В самый критический момент моей апатии, когда мне больше всего на свете не хватало огромной кружки чая и теплого пушистого пледа, в подвал явился как обычно поддатый Тоха и широко улыбнулся всеми своими тридцатью зубами: два он потерял во время какого-то нетрезвого приключения, впрочем, еще до моего появления. Тоха был, в общем-то, толковым парнем, но имел как минимум один очень весомый недостаток: он бухал, причем делал это с таким завидным постоянством, что полностью трезвым я его застала всего каких-нибудь пару раз. Это нисколько не мешало Тохе жить: более того, выпив хоть немного, он становился еще более дружелюбным, а вдобавок у него в голове сразу же начинал работать генератор идей, полезных и не очень.
Мы неплохо ладили, если честно, а Тохе нравилось гулять с Бродягой, но до сегодняшнего появления он отсутствовал два дня, и мы очень волновались и безуспешно искали человека по моргам и больницам. Я в любом случае собиралась высказать ему все, что думаю, а еще мне как раз нужно было выместить и без того паршивое настроение.
— Антон! — мне не нужно было много, чтобы выйти из себя: я слишком редко туда приходила. Полным именем жизнерадостного Тоху никто не называл, только я и только в моменты сильной злости. — Что ты творишь? Мы все извелись, пока тебя не было, — ухватившись за воротник клетчатой рубашки, я втащила его вглубь помещения. — Где ты вообще шлялся? Мы обзвонили абсолютно все, что можно, но тебя нигде не принимали, — я остановилась, чтобы перевести дыхание: тощий Тоха в высоту достигал почти что двух метров, и тянуть его за собой было не так легко. — Вчера его, значит, нет, ночью тоже нет, хорошо хоть сегодня к обеду заявился. Знаешь, — я оттолкнула его, — мы уже начинали гадать, в каком лесу тебя зарыли!
— Ну простите, — добродушно и абсолютно искренне бубнил Тоха. Его пошатывало из стороны в сторону, и мне пришлось тащить его до самой комнаты на своих хрупких плечах.
При ближайшем рассмотрении у Тохи помимо перегара были обнаружены рана в боку, отсутствие телефона и видавшая виды, потрепанная жизнью флешка. Меня разрывало от любопытства, но количество алкоголя, который залил в себя нерадивый Тоха, никак не способствовало свертыванию крови, и пришлось спешно делать перевязку. У меня панически тряслись руки, и дело было вовсе не в виде крови, который нисколько меня не колыхал: я просто боялась сделать что-то не так или и вовсе опоздать, хотя вид у парня был, как и обычно, вполне себе живучий. Кое-как перевязав рану, я все же спросила:
— Откуда она у тебя? — и потрясла флешкой перед Тохиным лицом.
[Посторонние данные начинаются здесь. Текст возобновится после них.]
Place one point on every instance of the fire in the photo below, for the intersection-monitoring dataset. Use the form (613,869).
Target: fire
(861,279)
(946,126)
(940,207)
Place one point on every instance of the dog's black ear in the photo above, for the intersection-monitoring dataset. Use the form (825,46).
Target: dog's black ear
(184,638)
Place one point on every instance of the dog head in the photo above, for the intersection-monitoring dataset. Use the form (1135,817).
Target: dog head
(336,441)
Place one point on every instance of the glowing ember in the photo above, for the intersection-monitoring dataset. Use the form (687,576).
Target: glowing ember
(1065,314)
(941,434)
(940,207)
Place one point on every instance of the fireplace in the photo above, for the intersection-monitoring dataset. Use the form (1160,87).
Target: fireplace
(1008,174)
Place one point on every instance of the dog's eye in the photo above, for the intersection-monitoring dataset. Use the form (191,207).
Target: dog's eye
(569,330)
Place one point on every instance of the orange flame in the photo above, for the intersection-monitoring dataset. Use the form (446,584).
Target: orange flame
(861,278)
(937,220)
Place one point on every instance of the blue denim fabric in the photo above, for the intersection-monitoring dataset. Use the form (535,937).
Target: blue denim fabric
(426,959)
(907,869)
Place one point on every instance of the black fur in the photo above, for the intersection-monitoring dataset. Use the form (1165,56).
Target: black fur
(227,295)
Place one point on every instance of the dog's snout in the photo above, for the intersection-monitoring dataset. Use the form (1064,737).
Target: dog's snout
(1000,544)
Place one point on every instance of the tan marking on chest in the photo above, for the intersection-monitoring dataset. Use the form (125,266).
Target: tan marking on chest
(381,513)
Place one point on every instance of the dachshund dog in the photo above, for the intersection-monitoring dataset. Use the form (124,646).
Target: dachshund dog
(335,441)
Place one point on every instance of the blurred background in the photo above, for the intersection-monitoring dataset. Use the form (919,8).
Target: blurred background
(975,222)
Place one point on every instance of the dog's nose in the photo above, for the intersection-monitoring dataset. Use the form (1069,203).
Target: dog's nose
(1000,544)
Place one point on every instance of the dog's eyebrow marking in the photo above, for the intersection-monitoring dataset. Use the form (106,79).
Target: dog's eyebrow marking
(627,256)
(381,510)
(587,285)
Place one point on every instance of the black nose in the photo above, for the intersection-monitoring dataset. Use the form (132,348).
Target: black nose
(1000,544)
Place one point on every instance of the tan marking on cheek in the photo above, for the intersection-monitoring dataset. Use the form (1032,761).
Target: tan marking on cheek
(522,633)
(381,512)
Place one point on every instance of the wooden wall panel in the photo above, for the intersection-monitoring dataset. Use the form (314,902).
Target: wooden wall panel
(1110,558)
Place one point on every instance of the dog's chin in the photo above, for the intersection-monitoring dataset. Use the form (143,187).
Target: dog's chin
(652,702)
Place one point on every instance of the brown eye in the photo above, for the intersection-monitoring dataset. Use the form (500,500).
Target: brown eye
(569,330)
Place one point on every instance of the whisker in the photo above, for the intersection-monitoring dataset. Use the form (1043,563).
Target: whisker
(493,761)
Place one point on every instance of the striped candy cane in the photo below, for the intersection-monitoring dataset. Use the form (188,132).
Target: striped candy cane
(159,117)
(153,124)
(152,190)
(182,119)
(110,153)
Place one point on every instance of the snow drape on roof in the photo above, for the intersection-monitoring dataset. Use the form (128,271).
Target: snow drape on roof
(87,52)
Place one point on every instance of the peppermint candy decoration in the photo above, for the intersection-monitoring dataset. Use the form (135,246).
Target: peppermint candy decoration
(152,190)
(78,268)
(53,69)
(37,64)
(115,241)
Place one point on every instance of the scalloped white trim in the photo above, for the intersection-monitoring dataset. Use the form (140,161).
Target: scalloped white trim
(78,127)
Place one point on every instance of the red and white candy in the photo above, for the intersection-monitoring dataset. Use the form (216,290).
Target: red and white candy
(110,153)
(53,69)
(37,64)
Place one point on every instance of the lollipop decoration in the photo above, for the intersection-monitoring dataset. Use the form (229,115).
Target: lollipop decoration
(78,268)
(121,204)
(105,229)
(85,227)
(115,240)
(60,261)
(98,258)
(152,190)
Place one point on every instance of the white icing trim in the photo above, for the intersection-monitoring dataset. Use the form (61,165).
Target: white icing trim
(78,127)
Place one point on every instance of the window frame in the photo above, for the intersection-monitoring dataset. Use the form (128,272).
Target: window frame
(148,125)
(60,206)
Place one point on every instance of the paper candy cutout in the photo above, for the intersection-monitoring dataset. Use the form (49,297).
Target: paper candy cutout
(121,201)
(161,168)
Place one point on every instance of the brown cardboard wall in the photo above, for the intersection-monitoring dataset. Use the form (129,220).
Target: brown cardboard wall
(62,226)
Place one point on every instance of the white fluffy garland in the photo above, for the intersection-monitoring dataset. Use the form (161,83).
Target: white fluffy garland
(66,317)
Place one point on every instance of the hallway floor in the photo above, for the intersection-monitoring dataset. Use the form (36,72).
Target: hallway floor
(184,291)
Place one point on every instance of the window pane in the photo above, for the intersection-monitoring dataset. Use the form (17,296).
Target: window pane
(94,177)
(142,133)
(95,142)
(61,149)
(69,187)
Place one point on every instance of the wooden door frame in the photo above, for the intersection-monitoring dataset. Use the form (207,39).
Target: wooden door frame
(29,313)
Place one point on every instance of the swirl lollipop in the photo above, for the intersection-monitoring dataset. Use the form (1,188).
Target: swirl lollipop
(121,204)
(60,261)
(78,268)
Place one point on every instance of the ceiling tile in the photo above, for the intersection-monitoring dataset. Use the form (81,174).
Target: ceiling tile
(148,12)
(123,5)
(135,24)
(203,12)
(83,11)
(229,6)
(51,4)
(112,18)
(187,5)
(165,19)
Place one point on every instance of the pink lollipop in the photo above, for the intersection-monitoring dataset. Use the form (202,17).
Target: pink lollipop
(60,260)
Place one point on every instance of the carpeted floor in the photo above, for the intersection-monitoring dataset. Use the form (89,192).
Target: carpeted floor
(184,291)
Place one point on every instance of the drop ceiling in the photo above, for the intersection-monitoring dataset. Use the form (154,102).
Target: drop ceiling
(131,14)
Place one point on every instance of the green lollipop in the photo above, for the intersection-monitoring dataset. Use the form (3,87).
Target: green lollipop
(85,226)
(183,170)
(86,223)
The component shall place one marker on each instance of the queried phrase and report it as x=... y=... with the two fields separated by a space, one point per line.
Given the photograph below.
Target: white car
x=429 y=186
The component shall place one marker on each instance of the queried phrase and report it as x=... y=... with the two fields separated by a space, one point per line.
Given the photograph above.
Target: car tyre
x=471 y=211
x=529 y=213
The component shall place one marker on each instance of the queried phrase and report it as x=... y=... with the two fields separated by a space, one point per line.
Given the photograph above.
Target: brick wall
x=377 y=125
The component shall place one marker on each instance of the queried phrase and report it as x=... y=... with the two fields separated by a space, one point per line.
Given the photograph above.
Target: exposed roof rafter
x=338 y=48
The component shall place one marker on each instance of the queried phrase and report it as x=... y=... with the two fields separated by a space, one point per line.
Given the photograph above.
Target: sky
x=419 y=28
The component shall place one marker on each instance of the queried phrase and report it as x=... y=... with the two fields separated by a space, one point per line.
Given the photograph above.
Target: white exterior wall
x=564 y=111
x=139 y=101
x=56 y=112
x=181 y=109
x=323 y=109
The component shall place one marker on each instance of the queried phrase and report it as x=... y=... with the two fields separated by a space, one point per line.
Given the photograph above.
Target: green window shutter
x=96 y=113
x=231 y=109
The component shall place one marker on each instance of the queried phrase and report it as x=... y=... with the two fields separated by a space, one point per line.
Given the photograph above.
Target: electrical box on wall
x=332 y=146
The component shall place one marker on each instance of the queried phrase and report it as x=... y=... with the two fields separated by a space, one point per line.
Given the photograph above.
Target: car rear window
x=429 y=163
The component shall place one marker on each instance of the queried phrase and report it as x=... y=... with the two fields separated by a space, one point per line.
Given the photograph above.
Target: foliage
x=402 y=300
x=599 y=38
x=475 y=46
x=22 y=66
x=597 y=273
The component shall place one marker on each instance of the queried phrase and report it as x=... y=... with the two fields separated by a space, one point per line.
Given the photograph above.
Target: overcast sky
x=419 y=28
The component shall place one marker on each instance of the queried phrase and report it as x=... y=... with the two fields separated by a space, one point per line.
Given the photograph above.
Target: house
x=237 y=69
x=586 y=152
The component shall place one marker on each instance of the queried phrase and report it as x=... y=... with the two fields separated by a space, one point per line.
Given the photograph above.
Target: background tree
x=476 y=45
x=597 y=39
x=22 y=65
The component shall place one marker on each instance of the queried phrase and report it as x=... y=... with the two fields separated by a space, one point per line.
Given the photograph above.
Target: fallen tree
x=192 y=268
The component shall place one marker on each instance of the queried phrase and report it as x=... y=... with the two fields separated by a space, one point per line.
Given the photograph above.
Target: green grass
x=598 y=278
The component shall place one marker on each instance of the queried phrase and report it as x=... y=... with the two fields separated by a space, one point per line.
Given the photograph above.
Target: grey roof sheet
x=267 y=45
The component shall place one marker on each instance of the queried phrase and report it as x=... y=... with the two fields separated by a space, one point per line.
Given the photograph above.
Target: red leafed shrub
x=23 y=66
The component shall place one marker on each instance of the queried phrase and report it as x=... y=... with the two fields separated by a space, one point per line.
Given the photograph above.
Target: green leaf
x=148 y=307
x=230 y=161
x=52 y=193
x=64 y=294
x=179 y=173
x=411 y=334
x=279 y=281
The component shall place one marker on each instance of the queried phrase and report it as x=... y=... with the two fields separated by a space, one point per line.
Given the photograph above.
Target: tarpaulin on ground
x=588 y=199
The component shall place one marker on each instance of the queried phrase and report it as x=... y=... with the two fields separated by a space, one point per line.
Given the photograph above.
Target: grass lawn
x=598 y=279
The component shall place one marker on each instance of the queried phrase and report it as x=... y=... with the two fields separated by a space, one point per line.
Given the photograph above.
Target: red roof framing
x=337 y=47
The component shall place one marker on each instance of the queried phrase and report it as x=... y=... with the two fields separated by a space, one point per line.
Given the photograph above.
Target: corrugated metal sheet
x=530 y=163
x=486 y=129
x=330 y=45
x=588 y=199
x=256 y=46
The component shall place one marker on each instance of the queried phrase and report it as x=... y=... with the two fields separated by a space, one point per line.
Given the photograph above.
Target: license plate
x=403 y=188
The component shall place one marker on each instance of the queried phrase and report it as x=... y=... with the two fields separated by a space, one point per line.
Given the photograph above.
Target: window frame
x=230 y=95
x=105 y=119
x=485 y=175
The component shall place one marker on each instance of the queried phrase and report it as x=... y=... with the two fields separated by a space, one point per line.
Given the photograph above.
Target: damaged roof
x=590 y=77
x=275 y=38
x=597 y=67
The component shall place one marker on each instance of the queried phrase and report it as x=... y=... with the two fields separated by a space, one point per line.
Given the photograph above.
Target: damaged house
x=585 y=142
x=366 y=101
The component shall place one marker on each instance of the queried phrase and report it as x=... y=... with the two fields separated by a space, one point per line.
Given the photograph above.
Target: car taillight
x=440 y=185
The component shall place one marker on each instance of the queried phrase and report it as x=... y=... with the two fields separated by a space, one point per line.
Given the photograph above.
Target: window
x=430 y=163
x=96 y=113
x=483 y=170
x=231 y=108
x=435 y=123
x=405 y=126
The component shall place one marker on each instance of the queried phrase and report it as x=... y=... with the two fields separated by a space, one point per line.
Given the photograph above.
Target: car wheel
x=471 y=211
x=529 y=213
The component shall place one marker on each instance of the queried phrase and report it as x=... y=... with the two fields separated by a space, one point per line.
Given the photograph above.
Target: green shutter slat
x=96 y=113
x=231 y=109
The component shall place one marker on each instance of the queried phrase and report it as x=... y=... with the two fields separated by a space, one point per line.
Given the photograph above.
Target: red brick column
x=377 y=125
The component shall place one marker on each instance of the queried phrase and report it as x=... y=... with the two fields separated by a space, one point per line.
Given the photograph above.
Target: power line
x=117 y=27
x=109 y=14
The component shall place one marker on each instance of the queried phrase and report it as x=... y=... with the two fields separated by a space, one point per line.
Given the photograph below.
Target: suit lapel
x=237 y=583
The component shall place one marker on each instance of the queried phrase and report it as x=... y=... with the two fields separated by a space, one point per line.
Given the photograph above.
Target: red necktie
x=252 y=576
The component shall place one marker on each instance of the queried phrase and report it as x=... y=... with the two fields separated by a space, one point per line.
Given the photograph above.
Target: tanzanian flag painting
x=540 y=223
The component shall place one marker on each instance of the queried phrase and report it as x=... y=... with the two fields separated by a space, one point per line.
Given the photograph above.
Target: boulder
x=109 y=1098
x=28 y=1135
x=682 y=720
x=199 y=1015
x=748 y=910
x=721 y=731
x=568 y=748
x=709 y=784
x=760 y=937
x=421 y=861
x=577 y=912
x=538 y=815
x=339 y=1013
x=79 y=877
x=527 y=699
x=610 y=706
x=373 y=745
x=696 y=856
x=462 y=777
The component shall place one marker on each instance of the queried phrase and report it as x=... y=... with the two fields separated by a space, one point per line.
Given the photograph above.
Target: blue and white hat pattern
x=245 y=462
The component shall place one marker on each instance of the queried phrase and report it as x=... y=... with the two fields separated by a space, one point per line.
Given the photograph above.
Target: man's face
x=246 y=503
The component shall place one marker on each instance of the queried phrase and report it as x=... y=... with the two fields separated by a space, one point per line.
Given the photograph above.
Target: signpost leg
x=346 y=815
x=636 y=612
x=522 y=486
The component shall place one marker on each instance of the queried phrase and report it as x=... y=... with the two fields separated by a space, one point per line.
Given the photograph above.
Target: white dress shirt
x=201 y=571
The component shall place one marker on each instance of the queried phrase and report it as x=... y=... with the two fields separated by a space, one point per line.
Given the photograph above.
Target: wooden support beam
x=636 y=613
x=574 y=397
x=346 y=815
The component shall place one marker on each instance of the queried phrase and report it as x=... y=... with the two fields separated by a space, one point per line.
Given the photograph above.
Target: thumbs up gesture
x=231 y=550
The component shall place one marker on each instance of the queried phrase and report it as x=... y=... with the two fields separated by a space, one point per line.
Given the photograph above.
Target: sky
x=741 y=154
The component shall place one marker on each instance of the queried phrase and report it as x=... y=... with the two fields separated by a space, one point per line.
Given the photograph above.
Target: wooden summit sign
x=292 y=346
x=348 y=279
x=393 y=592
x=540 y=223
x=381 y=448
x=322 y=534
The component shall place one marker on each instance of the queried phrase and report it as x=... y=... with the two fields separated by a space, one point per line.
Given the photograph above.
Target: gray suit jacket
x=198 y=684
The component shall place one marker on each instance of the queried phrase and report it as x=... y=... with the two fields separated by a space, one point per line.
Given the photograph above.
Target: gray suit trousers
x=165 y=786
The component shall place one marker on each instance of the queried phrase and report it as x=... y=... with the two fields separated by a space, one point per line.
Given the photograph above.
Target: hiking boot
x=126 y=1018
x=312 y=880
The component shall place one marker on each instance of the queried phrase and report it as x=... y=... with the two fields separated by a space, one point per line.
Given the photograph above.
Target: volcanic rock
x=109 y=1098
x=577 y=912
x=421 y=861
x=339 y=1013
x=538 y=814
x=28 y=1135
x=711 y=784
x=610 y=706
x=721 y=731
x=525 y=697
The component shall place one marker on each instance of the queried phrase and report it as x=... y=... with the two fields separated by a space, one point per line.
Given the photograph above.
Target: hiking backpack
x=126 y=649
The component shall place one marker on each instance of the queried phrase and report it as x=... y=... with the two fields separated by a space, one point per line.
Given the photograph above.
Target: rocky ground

— Спиздил, — с довольным видом ответил он.
— Господи, да за что ж мне наказание-то такое? — я обессиленно выдохнула и воздела глаза к небу, вместо которого увидела грязный бетонный потолок. — Ладно, я вообще-то в медицине не сильна, так что будем надеяться на богатырское здоровье, — Тоха усмехнулся в ответ. — Ты же знаешь, что делать? — уточнила я, плохо скрывая вдруг подступившую панику. — Может, в скорую?
— В какую скорую, у меня и документов-то нет, — еще шире улыбнулся парень; что бы ни происходило, он всегда улыбался.
— Но это лучше, чем… Чем… — язык почему-то становился ватным, как только я собиралась произнести главное слово.
— Да не собираюсь я помирать, успокойся, — с нотками раздражения Тоха сказал все за меня. — В первый раз, что ли?
Я вздохнула.
— Я пока что позвоню Диме, а ты сейчас сидишь здесь, — попытки успокоиться начинали давать результат. — Попробуешь хоть шаг в сторону сделать — урою, — добавила я сквозь зубы, стараясь придать себе угрожающий вид. — Тебе стоит беречь силы, — Тоха согласился.
Кажется, мне давно пора бы привыкнуть к тому, что в любой момент кто-то из друзей может завалиться домой с дыркой в боку, кого-то нужно будет вытаскивать из кромешной задницы, кто-то найдет Елисеевский договор о поставке оружия, кто-то припрет другое оружие домой. Это было моей новой реальностью; собственно, так было и раньше, и в мировом масштабе ничего не поменялось от того, что я узнала правду. Но мой мир не то что кардинально изменился, а за последний месяц был полностью разрушен и по кусочкам выстроен заново. Наверное, все из наших ребят через это проходили? Тоха так спокойно ко всему относится, хотя он на удивление добрый, а его мягкий характер известен всем не понаслышке. Зое всего пятнадцать, а она стреляет не хуже снайпера, а я… А я ничего. Я, наверное, способна на что угодно, просто пока еще не очень получается воспринимать происходящее как что-то нормальное.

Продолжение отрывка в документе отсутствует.